**Acknowledgements** All ideas in this post are due to
@mabokhamis and
@hung-q-ngo; I’m
just writing them down so that I don’t have to bother them when I
forget.

In an earlier post I talked about how to use the AGM bound to bound the run time of the Generic Join algorithm. It turns out we can sometimes bound the run time of recursive queries as well. Consider the transitive closure program in Datalog:

```
P(x, y) :- E(x, y).
P(x, y) :- E(x, z), P(z, y).
```

During semi-naive evaluation, we will compute a delta relation $dP$ every iteration as $dP_{i+1} = E \bowtie dP_i - P_i$. The set difference can be done in linear time, so we will focus on the join only.
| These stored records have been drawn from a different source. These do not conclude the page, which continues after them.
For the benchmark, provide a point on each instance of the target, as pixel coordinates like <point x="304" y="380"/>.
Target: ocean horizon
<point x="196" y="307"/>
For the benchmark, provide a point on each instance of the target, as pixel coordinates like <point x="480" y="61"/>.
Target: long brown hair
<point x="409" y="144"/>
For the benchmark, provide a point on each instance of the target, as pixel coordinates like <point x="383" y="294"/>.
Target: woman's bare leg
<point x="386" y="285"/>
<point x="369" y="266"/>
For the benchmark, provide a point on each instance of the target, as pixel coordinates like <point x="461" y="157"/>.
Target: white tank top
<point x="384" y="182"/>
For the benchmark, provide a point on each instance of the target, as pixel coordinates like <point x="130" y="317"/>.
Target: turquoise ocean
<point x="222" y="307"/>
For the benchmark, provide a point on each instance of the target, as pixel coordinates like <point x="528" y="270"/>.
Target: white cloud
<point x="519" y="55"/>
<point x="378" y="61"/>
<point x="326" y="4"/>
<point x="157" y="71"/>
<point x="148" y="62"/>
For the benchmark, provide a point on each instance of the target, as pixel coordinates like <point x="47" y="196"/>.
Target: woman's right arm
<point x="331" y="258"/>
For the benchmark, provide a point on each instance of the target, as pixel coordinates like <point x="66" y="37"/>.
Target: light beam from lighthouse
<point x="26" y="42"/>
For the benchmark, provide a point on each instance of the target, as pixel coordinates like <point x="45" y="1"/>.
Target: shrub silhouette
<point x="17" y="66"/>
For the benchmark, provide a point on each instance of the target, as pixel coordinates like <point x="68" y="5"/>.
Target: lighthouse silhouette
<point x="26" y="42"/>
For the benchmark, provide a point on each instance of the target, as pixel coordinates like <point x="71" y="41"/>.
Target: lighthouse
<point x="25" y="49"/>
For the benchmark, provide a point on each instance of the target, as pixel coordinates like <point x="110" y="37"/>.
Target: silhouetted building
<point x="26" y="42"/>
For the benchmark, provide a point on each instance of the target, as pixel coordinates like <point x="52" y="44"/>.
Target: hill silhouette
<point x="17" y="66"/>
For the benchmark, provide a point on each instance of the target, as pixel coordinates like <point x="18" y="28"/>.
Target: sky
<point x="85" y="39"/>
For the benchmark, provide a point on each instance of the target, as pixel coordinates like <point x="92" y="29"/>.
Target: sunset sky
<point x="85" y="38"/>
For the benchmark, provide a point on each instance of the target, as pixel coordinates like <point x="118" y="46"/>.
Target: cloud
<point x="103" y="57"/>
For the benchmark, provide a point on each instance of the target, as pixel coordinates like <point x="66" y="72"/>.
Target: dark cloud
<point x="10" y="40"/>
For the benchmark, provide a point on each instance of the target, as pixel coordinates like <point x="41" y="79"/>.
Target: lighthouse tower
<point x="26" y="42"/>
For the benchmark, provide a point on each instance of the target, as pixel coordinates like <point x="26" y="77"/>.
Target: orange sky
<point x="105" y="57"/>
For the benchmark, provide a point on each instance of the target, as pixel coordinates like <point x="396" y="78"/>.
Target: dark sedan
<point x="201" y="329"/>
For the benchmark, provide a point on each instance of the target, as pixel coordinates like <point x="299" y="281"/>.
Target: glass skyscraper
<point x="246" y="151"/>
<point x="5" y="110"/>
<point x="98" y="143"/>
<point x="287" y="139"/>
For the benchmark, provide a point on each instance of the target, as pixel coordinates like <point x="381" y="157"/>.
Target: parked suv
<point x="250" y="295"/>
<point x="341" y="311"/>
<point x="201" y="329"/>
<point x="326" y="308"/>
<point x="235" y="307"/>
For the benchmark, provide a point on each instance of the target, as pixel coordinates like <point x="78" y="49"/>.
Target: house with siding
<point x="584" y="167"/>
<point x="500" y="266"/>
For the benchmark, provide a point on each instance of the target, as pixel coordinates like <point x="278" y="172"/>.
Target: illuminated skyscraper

If we look at *all* iterations, we’ll be computing
$E \bowtie dP_0 \cup E \bowtie dP_1 \cup \cdots \cup E \bowtie dP_{k-1}$.
Factoring out `E`

, we get
$E \bowtie (dP_0 \cup \cdots \cup dP_{k-1}) = E \bowtie P_k$,
where
$P_k$
is the relation
$P$
at iteration
$k$.
Since
$P_k$
must be contained in the final output
$O$,
i.e. $|P_k| \leq |O|$,
at this point we can say the whole semi-naive algorithm runs in
$O(|E|\times|O|)$.
But turns out we can do better.

To reduce clutter, I’ll write
$P$
for
$P_k$.
Now take a closer look at the join
`Q(x, y, z) :- E(x, z), P(z, y)`

. For the moment, let’s also
add
$O$
into the join to make a triangle
`Q'(x, y, z) :- E(x, z), P(z, y), O(x, y)`

. With this, we can
use the AGM bound to get
$O(|E|^\frac{1}{2} |P|^\frac{1}{2} |O|^\frac{1}{2}) \leq O(|E|^\frac{1}{2} |O|)$,
which is a tighter bound than the above. I now claim we can also use
this bound for
$Q$.
The key is that the execution of Generic Join for
$Q'$
is exactly the same as that for
$Q$.

Consider the variable ordering `z, x, y`

. The GJ loop for
$Q'$
is the following:

```
for z in E.z ^ P.z
for x in E[z].x ^ O.x
for y in P[z].y ^ O[x].y
output(x, y, z)
```

Since $O$ is the final output of the transitive closure program, we have the invariant $\forall x, y, z : (x, z) \in E \wedge (z, y) \in P \implies (x, y) \in O$. Therefore, we can remove the intersections with $O$ on both inner loops, and the run time would remain the same since $O$ does not filter out any value. With $O$ removed, the nested loop now computes exactly $Q$, taking the same time as $Q'$.